Anthony wrote:
I've looked at the numbers and thought about this
in detail and I don't
think so. What definitely *would* be much more user friendly is to use a
compression scheme which allows random access, so that end users don't have
to decompress everything all at once in the first place.
The uncompressed full history English Wikipedia dump is reaching (and more
likely has already exceeded) the size which will fit on the largest consumer
hard drives. So just dealing with such a large file is a problem in
itself. And "an enormous text file" is not very useful without an index, so
you've gotta import the thing into some sort of database anyway, which,
unless you're a database guru is going to take longer than a simple
decompression.
In the long term, and considering how long it's taking to just produce a
usable dump the long term may never come, the most user friendly dump would
already be compressed, indexed, and ready for random access, so a reuser
could just download and go (or even download on the fly as needed).
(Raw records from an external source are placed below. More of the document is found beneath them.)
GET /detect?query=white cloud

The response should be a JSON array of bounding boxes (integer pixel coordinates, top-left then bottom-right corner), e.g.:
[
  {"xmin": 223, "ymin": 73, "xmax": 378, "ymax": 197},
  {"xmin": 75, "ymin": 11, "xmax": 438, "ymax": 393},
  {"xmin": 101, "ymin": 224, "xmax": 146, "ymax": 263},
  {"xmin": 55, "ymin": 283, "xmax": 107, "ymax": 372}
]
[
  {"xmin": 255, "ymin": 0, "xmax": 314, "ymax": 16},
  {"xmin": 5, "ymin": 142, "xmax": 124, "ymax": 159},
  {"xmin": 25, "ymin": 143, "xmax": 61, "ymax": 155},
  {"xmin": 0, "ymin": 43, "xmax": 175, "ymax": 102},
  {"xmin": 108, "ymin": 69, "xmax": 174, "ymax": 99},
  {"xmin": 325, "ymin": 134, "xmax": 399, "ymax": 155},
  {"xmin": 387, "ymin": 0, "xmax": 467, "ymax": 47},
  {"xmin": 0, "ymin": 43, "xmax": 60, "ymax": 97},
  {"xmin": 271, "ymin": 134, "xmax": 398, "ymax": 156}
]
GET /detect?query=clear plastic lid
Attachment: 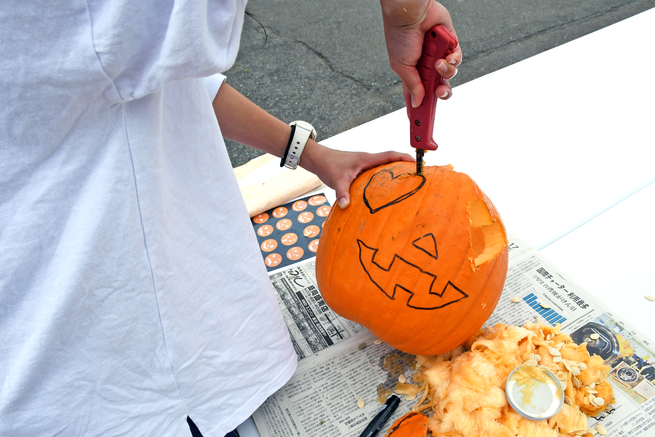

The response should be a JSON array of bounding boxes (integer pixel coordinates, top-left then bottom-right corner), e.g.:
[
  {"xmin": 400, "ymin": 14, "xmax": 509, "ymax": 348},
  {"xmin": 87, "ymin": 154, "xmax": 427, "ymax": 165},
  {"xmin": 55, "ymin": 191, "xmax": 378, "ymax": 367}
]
[{"xmin": 505, "ymin": 364, "xmax": 564, "ymax": 420}]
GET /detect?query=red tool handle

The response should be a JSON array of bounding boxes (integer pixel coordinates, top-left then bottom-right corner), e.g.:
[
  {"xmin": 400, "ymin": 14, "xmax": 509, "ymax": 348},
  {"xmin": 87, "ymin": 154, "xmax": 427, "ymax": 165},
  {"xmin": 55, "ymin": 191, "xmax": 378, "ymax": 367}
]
[{"xmin": 407, "ymin": 25, "xmax": 458, "ymax": 151}]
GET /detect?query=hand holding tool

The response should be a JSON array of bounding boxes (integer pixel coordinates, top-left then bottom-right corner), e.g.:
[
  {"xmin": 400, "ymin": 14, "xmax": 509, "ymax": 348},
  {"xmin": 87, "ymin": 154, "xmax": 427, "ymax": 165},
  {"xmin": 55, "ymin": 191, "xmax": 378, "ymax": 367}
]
[{"xmin": 407, "ymin": 25, "xmax": 458, "ymax": 175}]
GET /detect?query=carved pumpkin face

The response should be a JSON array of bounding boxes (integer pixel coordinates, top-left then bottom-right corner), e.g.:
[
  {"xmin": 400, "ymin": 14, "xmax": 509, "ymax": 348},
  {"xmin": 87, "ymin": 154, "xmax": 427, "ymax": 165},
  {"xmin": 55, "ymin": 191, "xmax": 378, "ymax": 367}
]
[{"xmin": 315, "ymin": 162, "xmax": 508, "ymax": 355}]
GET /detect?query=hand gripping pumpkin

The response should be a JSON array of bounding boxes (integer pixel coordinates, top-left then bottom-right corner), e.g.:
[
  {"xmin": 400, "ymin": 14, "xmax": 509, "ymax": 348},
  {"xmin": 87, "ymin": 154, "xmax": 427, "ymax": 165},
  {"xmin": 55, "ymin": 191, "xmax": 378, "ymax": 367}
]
[{"xmin": 315, "ymin": 161, "xmax": 508, "ymax": 355}]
It
could be done, but I make no bet on whether or not it will be done.
I did make indexed, random-access, backwards compatible, XML dumps.
http://lists.wikimedia.org/pipermail/wikitech-l/2009-January/040812.html
Wouldn't be hard to plug into the dump process (just replace bzip2 on a
new DumpPipeOutput) but so far nobody seemed interested on it.
And there's the added benefit of the offline reader I implemented using
those files.